Last week I documented how I implemented agent-permissions.json on this blog. That file answers the question what can an agent do here. But it doesn't answer the question how to do it.
An agent knows it has permission to use my llms.txt generator. But how does it discover the endpoint? What parameters does it need? What format does it receive the response in? What happens if there's an error?
agents.json is an open specification, built on OpenAPI, that answers exactly those questions. It's a formal contract describing how an AI agent can interact with a website's services. It's not a replacement for agent-permissions.json. It's its natural complement.
What agents.json is
agents.json is a specification created by Wildcard AI that extends OpenAPI to describe interaction contracts between APIs and AI agents. The fundamental difference with a standard OpenAPI spec is that agents.json is designed to be consumed by LLMs, not human developers.

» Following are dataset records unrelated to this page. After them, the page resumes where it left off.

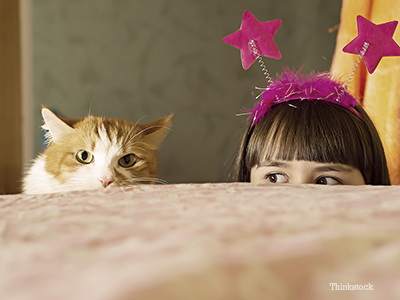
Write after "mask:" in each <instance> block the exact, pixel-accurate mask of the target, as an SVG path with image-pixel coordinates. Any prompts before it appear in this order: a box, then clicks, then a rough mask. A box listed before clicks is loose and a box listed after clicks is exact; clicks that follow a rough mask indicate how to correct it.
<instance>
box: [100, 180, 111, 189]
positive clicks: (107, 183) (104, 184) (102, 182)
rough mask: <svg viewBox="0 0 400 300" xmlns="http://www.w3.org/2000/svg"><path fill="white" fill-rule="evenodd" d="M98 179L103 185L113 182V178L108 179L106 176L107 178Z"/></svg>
mask: <svg viewBox="0 0 400 300" xmlns="http://www.w3.org/2000/svg"><path fill="white" fill-rule="evenodd" d="M99 180H100V182H101V184H102V185H103V187H105V188H106V187H108V186H109V185H110V184H111V183H113V181H114V180H113V179H109V178H107V179H99Z"/></svg>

What I implemented for my llms.txt generator
My llms.txt generator is a client-side tool. It doesn't have a traditional REST API. But the agents.json concept can be adapted to describe interaction with any web tool, including HTML forms.
{
"version": "0.1.0",
"name": "Shinobis Tools",
"description": "Free web tools for AI-ready content infrastructure",
"url": "https://shinobis.com",
"flows": [
{
"name": "generate_llms_txt",
"description": "Generate a valid llms.txt file for any website by providing its URL",
"steps": [
{
"action": "navigate",
"target": "https://shinobis.com/tools/llmstxt-generator"
},
{
"action": "set_input",
"selector": "#url-input",
"description": "Enter the target website URL",
"input_type": "url",
"required": true
},
{
"action": "click",
"selector": "button[type=submit]",
"description": "Generate the llms.txt file"
},
{
"action": "read_output",
"selector": "#output-area",
"output_format": "text/markdown"
}
]
}
]
}
The five-layer stack I built extends to six with agents.json. Identity, accessibility, discovery, permissions, semantic usability, and now execution contracts.
The full specification is at Wildcard AI's repository.